In swaggers.json, replace each placeholder URL with the corresponding service's Swagger URL. Each entry maps to [serviceName, aliasName, swaggerFileOutput, swaggerURL]:

[
["tournamentapi", "tournamentapi", "tournament.json", "https://<YourFirstServiceURL>/apidocs/api.json"],
["secondtournamentapi", "secondtournamentapi", "secondtournament.json", "https://<YourSecondServiceURL>/apidocs/api.json"]
]
  • serviceName: the name used as the output subdirectory under src/codegen/ for generated files.
  • aliasName: must match serviceName. It is unused in this setup because shouldProduceIndexFiles is disabled.
  • swaggerFileOutput: the filename used to cache the downloaded spec locally under swaggers/.
  • swaggerURL: the Swagger v2 URL to fetch. For Extend apps, this is /apidocs/api.json under the service URL.

Then run codegen:

npm run codegen

This generates typed TypeScript files into src/codegen/tournamentapi/ and src/codegen/secondtournamentapi/. The react-multiple-extend-apps template outputs generated files under src/codegen/ with a subdirectory per module, keeping multiple generated clients isolated from one another.

Your generated clients are now ready.
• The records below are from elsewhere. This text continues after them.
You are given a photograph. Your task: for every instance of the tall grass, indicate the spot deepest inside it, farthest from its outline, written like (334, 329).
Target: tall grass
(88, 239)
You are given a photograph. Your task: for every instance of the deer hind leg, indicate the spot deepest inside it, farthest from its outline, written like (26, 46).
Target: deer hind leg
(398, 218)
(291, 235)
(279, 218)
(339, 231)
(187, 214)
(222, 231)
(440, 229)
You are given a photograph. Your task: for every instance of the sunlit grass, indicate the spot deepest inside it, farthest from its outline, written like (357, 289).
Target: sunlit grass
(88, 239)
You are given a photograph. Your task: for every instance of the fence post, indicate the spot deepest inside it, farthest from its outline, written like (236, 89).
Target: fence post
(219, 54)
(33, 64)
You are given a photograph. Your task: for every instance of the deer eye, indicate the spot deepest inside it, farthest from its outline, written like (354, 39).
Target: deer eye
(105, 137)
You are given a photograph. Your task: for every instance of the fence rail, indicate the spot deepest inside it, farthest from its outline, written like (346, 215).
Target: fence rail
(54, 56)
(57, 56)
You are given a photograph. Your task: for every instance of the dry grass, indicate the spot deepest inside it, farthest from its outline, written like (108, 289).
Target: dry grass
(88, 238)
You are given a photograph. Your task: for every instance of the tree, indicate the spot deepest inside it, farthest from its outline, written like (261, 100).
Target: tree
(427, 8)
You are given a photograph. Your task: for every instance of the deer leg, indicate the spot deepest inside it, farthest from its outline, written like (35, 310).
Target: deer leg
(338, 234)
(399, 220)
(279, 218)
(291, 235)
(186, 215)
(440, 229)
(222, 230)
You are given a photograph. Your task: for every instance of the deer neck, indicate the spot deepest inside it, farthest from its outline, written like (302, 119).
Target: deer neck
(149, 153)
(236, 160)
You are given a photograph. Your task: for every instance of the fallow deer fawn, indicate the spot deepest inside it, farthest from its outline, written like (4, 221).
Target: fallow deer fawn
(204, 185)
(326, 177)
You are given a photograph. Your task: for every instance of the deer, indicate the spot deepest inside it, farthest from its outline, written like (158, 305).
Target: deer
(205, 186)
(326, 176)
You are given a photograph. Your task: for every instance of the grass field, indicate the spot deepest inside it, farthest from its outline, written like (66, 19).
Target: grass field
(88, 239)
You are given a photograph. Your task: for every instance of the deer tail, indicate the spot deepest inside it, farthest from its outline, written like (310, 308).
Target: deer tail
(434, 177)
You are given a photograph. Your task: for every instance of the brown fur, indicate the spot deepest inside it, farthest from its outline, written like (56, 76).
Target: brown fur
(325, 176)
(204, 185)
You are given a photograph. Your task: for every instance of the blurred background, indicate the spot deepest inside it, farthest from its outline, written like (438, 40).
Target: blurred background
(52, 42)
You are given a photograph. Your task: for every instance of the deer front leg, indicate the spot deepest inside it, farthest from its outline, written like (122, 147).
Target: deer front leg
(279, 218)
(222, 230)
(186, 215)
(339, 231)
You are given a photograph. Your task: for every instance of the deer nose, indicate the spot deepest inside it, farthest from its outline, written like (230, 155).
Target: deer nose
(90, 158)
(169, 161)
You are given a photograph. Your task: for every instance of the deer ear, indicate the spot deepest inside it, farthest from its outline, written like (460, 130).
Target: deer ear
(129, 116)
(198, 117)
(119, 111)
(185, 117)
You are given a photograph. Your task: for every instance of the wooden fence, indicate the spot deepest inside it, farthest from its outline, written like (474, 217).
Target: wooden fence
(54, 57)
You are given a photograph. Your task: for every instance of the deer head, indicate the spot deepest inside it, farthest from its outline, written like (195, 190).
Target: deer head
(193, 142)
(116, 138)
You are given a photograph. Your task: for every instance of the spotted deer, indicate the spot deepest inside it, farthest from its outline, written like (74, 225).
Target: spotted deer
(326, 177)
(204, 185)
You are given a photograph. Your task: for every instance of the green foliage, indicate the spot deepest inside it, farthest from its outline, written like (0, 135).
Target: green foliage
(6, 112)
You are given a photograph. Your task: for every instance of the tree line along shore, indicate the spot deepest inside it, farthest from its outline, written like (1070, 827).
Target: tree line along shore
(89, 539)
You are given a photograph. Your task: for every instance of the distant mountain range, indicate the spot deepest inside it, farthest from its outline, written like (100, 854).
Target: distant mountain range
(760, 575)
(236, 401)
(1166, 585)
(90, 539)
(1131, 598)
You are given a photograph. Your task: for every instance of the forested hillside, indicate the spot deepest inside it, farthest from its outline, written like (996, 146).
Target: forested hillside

To start a local dev server with hot reload:

npm run dev

Open the URL shown in your terminal (typically http://localhost:5173). The reference implementation includes a nav bar with links to First tournament service and Second tournament service, each fetching data from a different Extend app instance. To deploy to AccelByte infrastructure, upload your App UI:

extend-helper-cli appui upload --namespace $AB_NAMESPACE --name $AB_APPUI_NAME

After the upload completes, go to the Admin Portal and navigate to Extend > My Extend Apps > App UI. Click Open UI on the app's table row. Anyone with access to your game namespace can see the App UI.
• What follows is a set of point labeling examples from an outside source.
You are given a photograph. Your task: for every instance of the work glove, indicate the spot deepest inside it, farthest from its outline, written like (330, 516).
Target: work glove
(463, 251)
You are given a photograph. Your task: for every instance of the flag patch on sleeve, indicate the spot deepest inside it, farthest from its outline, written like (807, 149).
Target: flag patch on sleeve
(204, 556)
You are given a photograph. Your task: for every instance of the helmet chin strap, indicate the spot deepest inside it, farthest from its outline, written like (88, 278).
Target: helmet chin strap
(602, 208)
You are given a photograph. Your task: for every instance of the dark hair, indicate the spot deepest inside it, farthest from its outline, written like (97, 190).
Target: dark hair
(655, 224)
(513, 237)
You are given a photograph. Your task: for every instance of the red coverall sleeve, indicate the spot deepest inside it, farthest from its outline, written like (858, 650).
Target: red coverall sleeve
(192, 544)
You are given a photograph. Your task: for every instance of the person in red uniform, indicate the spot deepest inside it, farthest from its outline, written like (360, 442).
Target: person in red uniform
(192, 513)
The react-multiple-extend-apps template App UI displayed in the AccelByte Gaming Services (AGS) Admin Portal

Codegen configuration

abcodegen.config.ts in the multiple-extend-apps template ships with these defaults:

{
// Skips generating index files. These are useful for npm libraries,
// but unnecessary when the generated code is used locally.
shouldProduceIndexFiles: false,

// Splits generated output into a subdirectory per service name.
// This is required when generating clients for multiple Extend apps
// so that each service's types and query functions stay isolated.
splitOutputByServiceName: true,

// Overrides specific types that don't resolve cleanly in TypeScript.
overrideAsAny: {
ProtobufAny: true
}
}

Two things differ from the single-app template. First, splitOutputByServiceName: true is required — without it, generated files from different services would collide in the same output directory. Second, basePath is not set to '' here. In the single-app template, basePath: '' strips the service path from the generated client so VITE_AB_EXTEND_APP_NAME can re-inject it at runtime. When targeting multiple apps, each client keeps its own basePath from the downloaded spec, so each client is already bound to its own service — no env var needed at runtime.